Saya berkerut-kening. Apa selama ini pun saya bukan robot?
**
Tempat indah yang jauh ke mana-mana ini sebenarnya saya temukan tidak sengaja. Saya sedang mengadakan penelitian tentang binatang-binatang langka saat tersesat ke sini. Setelah beberapa jam mengikuti arah sungai, saya menemukan gubuk ini. Kecil tapi indah dan bersih. Halamannya luas dan banyak ditumbuhi bunga-bunga. Di depan gubuk ada kolam, juga tidak begitu besar. Ikan-ikannya selalu berenang setiap pagi.
Penghuni gubuk ini, seorang kakek, menyambut saya. Dia menyuguhkan air teh hangat dan harum. Makanannya bakar singkong dan gula aren. Lahap saya menyantap makanan yang telah lama tidak saya temukan itu. Setelah melepaskan lelah, saya mandi di pancuran dan merasa begitu segar.

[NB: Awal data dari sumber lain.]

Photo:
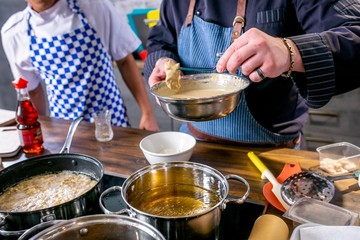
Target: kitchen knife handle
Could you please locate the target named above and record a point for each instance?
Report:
(257, 162)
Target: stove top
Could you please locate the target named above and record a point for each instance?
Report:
(236, 223)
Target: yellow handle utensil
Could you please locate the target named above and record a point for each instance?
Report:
(276, 186)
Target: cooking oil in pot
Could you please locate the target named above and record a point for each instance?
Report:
(175, 200)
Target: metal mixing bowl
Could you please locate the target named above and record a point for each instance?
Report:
(202, 108)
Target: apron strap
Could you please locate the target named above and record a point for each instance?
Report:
(239, 20)
(190, 12)
(238, 23)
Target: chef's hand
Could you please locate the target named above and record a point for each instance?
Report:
(255, 49)
(158, 74)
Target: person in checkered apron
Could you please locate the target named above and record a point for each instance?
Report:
(70, 45)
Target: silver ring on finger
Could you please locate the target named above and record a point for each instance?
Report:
(261, 73)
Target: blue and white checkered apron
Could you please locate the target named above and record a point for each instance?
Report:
(78, 73)
(239, 126)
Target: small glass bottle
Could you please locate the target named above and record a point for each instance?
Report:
(27, 120)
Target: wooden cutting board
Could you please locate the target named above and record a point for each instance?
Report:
(9, 142)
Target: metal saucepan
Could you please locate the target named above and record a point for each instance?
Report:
(201, 108)
(195, 193)
(13, 224)
(100, 226)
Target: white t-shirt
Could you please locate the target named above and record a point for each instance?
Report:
(113, 29)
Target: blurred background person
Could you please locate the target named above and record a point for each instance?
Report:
(70, 45)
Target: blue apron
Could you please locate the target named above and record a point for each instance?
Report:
(78, 73)
(199, 44)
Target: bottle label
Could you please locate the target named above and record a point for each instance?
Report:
(29, 137)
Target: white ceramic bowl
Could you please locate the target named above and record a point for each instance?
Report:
(167, 147)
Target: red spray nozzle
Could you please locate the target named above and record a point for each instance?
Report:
(20, 83)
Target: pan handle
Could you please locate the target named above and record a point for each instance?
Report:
(107, 211)
(69, 137)
(242, 180)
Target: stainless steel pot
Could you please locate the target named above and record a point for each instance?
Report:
(13, 224)
(150, 185)
(100, 226)
(201, 108)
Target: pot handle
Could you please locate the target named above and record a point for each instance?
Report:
(243, 198)
(107, 211)
(69, 137)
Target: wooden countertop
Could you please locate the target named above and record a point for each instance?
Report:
(122, 156)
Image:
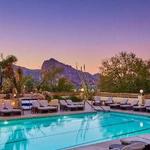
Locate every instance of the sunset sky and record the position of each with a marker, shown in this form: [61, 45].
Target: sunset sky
[73, 31]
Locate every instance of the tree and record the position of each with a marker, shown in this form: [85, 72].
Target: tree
[29, 84]
[6, 68]
[125, 73]
[64, 85]
[50, 79]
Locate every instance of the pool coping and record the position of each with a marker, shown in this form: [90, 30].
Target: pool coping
[59, 113]
[44, 115]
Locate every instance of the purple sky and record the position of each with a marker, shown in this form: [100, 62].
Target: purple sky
[73, 31]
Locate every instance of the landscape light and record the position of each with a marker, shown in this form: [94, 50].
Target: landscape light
[5, 122]
[141, 91]
[82, 90]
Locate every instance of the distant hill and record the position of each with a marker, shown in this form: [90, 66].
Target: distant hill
[68, 71]
[35, 73]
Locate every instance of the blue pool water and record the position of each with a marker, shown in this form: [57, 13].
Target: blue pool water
[68, 131]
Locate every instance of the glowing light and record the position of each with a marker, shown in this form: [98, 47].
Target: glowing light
[141, 124]
[5, 122]
[141, 91]
[82, 89]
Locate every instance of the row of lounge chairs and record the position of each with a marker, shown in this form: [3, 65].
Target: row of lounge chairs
[125, 104]
[40, 106]
[69, 105]
[131, 105]
[7, 109]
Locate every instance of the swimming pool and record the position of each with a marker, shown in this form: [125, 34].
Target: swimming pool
[68, 131]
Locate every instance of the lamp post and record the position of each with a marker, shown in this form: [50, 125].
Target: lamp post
[142, 99]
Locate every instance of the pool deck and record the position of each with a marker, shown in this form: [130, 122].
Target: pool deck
[105, 145]
[28, 114]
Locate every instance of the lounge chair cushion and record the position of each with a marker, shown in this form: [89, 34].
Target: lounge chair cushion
[135, 146]
[43, 103]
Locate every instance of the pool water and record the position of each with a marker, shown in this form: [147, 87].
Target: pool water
[68, 131]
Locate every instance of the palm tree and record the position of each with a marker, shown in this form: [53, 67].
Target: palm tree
[6, 68]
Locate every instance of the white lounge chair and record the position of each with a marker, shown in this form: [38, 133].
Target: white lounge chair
[142, 107]
[42, 106]
[130, 105]
[117, 105]
[109, 101]
[65, 106]
[78, 105]
[7, 109]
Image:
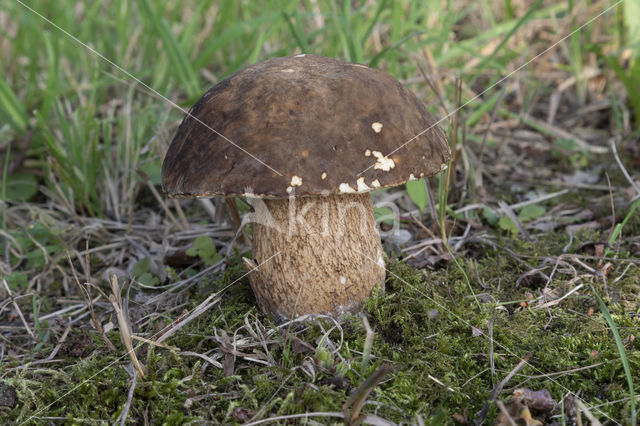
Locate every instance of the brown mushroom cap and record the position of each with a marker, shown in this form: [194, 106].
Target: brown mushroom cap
[319, 122]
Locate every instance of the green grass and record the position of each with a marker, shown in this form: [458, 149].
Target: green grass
[86, 128]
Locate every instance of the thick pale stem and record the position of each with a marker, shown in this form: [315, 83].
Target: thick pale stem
[316, 255]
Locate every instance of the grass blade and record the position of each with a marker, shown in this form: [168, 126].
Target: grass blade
[11, 107]
[177, 57]
[623, 356]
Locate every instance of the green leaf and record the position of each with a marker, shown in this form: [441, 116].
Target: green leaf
[178, 58]
[418, 193]
[205, 249]
[153, 169]
[21, 187]
[17, 280]
[491, 216]
[531, 212]
[11, 108]
[621, 352]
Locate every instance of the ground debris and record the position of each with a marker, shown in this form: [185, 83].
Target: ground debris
[527, 407]
[8, 395]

“Tinggallah di sini sehari dua hari kalau masih lelah,” kata kakek itu. Saya pun tinggal. Malam-malam membuka jendela, menyapa mawar dan sedap malam, menyapa bulan, bercakap-cakap dengan mereka. Paginya melihat ikan-ikan menari sambil merasakan belaian matahari, menunggu burung kutilang bernyanyi. Agak siangnya mengambil segala keperluan sarapan di kebun, tidak begitu jauh dari kolam. Segala sayuran dan buah-buahan ada.
Setelah bertahun-tahun saya tinggal di pusat keramaian, di wilayah penipuan, penindasan, penodongan, di wilayah peperangan abdi: tempat ini seperti surga bagi saya. Saya jatuh cinta kepadanya.

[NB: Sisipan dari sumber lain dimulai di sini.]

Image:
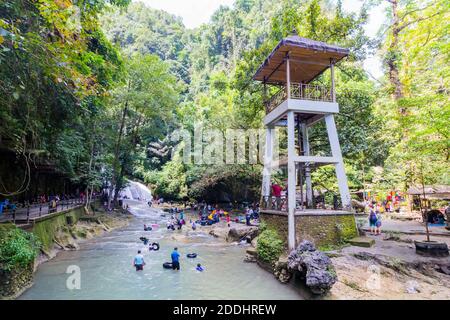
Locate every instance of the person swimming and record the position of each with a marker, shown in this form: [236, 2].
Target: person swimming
[199, 268]
[139, 262]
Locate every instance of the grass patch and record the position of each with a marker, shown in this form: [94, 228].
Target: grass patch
[18, 248]
[270, 246]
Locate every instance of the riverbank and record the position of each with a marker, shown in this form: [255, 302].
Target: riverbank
[65, 237]
[390, 269]
[106, 266]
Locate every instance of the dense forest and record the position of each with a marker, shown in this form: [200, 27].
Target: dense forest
[90, 92]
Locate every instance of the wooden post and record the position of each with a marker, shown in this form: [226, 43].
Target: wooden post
[333, 89]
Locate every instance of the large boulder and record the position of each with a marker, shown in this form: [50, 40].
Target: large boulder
[314, 266]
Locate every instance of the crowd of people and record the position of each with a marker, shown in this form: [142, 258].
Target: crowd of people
[52, 200]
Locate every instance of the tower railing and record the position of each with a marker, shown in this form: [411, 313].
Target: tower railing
[300, 91]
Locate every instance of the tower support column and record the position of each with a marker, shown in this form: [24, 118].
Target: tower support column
[340, 170]
[291, 180]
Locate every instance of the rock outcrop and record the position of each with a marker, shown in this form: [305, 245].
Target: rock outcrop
[314, 266]
[281, 270]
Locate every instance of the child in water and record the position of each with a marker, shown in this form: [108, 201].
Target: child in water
[199, 268]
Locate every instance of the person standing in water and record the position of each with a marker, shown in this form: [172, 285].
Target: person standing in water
[175, 259]
[139, 262]
[199, 268]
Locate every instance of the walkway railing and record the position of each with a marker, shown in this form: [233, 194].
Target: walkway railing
[31, 211]
[301, 92]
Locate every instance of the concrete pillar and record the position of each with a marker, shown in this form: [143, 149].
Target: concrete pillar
[268, 157]
[291, 180]
[340, 170]
[309, 191]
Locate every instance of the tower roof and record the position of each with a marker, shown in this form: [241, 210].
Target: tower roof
[308, 59]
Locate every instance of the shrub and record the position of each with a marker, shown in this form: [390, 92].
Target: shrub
[270, 246]
[17, 248]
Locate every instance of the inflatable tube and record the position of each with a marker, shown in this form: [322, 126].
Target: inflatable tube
[154, 246]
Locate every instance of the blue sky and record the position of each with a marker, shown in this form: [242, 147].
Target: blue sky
[196, 12]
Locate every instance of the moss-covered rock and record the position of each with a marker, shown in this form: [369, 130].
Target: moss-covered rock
[18, 250]
[269, 246]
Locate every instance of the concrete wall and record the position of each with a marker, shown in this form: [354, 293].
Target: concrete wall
[47, 226]
[321, 229]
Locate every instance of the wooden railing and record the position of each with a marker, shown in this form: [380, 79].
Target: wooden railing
[302, 92]
[276, 99]
[13, 213]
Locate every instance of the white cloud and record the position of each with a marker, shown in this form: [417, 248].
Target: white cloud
[193, 12]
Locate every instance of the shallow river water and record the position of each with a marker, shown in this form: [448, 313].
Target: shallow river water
[106, 268]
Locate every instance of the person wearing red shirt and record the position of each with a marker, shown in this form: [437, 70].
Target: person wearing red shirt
[276, 192]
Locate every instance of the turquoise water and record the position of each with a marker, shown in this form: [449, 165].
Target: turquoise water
[107, 273]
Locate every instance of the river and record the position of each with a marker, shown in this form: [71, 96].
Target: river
[106, 267]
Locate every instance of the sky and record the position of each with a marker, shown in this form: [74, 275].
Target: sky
[196, 12]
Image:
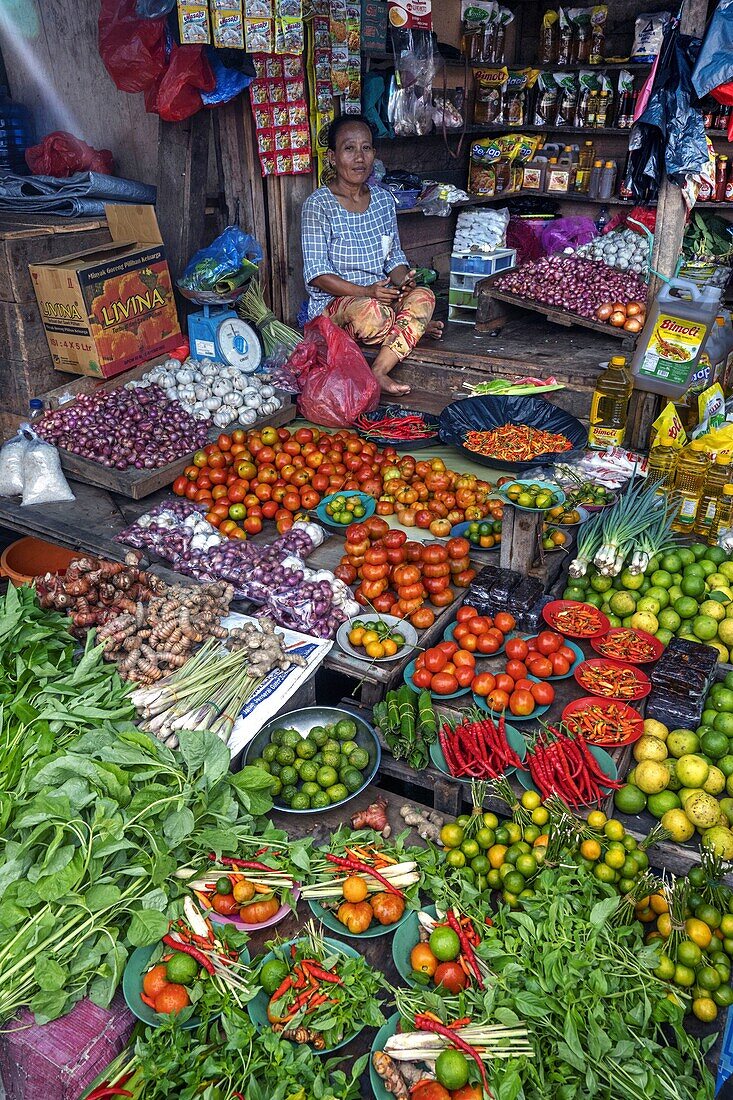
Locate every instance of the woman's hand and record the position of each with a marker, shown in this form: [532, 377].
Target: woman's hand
[384, 290]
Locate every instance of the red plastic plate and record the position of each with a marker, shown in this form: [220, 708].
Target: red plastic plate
[605, 736]
[554, 614]
[642, 688]
[654, 648]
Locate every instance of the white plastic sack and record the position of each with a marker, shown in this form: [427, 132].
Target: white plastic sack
[43, 479]
[12, 457]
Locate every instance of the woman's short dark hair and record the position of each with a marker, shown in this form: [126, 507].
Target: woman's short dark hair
[347, 120]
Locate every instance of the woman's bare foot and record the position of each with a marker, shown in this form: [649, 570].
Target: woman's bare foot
[389, 386]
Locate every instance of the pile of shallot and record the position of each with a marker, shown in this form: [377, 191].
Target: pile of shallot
[570, 283]
[124, 428]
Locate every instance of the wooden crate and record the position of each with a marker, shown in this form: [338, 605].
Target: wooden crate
[491, 314]
[135, 483]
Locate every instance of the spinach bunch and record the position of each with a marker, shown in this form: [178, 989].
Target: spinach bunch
[582, 980]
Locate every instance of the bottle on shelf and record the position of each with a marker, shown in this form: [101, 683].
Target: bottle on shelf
[717, 477]
[689, 479]
[721, 178]
[608, 183]
[662, 465]
[595, 178]
[723, 515]
[610, 405]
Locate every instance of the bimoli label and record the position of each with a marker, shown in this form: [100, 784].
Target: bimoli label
[674, 345]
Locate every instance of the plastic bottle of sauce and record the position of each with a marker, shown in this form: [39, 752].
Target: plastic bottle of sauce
[610, 405]
[662, 465]
[723, 515]
[689, 479]
[718, 476]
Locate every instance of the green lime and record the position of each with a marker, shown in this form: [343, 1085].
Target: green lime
[445, 944]
[326, 777]
[182, 968]
[306, 749]
[451, 1069]
[359, 758]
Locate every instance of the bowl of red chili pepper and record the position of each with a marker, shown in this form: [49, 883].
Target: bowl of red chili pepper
[612, 680]
[603, 721]
[394, 426]
[627, 644]
[576, 619]
[511, 433]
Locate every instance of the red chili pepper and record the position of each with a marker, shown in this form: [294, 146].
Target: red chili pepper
[194, 952]
[424, 1023]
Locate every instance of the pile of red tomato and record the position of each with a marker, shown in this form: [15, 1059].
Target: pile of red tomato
[444, 669]
[397, 575]
[272, 473]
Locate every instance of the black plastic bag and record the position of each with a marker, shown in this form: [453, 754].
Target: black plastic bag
[483, 414]
[714, 65]
[670, 133]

“Bagaimana kalau saya tinggal agak lama di sini, Kek? Saya betah di sini,” kata saya.
Kakek tertawa. “Mau tinggal sampai kapan pun boleh. Kakek ini sudah tua, sebentar lagi mungkin tidak di sini lagi. Kakek tidak punya saudara atau siapapun.”

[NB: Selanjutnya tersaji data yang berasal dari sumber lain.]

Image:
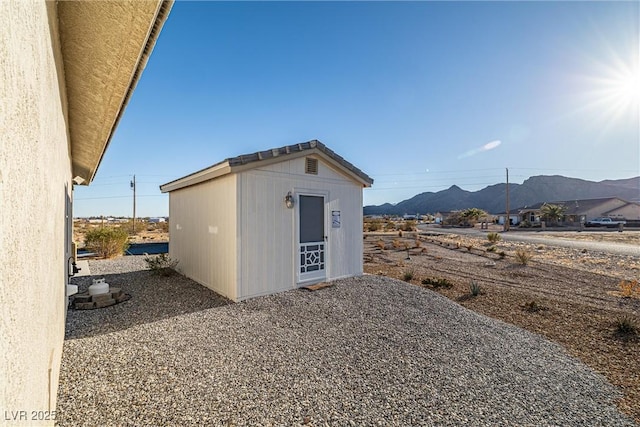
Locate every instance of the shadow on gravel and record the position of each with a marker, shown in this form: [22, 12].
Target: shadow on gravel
[153, 298]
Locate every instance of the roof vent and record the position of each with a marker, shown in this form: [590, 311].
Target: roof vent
[311, 166]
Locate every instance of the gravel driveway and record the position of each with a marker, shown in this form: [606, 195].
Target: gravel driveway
[367, 351]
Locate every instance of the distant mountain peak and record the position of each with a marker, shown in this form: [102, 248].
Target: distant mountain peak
[534, 190]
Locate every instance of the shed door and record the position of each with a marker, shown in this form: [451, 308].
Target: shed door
[312, 245]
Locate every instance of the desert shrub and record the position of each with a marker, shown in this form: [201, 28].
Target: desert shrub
[626, 326]
[107, 242]
[494, 237]
[474, 288]
[629, 288]
[162, 264]
[533, 307]
[523, 256]
[437, 282]
[409, 226]
[407, 275]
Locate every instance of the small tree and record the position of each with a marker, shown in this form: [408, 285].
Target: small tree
[107, 242]
[552, 213]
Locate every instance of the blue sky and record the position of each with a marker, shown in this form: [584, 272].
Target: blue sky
[419, 95]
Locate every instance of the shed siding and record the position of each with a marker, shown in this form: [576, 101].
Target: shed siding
[268, 229]
[203, 227]
[628, 211]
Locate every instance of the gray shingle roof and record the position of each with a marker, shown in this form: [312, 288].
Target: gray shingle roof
[296, 148]
[228, 165]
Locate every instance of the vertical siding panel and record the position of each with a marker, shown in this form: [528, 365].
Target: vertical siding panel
[203, 233]
[235, 235]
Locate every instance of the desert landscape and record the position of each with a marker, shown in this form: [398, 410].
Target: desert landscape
[588, 302]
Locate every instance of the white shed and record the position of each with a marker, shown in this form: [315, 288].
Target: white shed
[268, 222]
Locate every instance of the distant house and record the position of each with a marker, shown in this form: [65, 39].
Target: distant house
[514, 217]
[577, 211]
[268, 222]
[68, 70]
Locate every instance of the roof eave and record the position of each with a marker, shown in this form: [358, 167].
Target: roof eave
[105, 47]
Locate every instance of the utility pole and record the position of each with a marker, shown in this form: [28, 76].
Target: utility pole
[507, 221]
[133, 187]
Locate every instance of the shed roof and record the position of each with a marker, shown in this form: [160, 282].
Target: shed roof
[263, 158]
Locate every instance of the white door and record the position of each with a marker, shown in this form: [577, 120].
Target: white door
[311, 245]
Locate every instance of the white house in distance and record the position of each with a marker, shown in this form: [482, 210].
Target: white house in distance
[68, 71]
[270, 221]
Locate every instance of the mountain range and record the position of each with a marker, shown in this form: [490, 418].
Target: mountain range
[542, 188]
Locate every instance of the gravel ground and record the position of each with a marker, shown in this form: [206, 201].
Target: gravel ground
[367, 351]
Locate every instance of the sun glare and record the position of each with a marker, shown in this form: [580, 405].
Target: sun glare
[626, 88]
[612, 92]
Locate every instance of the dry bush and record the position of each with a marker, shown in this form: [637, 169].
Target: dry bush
[494, 237]
[107, 242]
[629, 288]
[523, 256]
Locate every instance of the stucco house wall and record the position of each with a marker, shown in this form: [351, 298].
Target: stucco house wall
[56, 120]
[35, 192]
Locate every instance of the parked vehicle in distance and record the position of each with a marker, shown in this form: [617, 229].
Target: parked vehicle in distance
[604, 222]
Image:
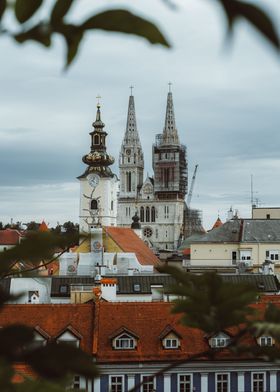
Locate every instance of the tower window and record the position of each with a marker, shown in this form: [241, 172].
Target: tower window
[96, 139]
[94, 204]
[147, 214]
[142, 214]
[153, 214]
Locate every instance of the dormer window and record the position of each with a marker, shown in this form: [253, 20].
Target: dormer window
[265, 341]
[170, 338]
[124, 342]
[219, 340]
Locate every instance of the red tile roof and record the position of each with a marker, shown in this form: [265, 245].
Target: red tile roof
[9, 237]
[129, 242]
[218, 223]
[53, 319]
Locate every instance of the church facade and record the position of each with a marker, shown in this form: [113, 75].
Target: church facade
[159, 201]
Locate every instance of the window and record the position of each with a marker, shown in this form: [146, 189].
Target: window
[136, 287]
[63, 289]
[124, 342]
[222, 382]
[142, 214]
[265, 341]
[185, 383]
[272, 255]
[153, 214]
[76, 382]
[220, 340]
[258, 382]
[116, 384]
[148, 232]
[148, 384]
[147, 214]
[94, 204]
[171, 343]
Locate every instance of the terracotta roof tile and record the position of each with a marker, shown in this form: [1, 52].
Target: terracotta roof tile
[129, 242]
[52, 319]
[9, 237]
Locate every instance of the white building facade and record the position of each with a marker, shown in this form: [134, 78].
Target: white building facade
[159, 200]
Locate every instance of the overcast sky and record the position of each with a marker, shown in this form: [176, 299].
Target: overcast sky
[226, 108]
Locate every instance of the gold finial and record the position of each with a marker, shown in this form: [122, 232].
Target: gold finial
[98, 102]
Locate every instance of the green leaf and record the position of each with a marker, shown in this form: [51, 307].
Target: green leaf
[13, 339]
[25, 9]
[59, 10]
[3, 5]
[208, 303]
[125, 22]
[56, 361]
[256, 16]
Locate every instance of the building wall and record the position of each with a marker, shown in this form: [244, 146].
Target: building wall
[263, 213]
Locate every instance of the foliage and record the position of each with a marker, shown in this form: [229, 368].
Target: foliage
[114, 20]
[53, 363]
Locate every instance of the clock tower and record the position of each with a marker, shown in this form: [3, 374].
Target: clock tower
[98, 185]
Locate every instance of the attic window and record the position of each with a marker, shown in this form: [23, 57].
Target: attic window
[265, 341]
[124, 342]
[136, 287]
[171, 343]
[219, 340]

“Jadi, kalau tempat ini dibeli, Kakek mau melepaskannya?” Pikiran saya untuk membeli tempat ini tiba-tiba saja datang. Terbayang kalau tempat ini menjadi peristirahatan. Begitu indah, tanpa gangguan dari apapun dan siapapun; dari koran, dari televisi, dari orang-orang yang selalu kesusahan, dari para bandit, dari siapa saja.
“Tidak usah dibeli. Kalau mau tinggal, tinggal saja. Kakek kan sudah tua. Sebentar lagi mungkin....”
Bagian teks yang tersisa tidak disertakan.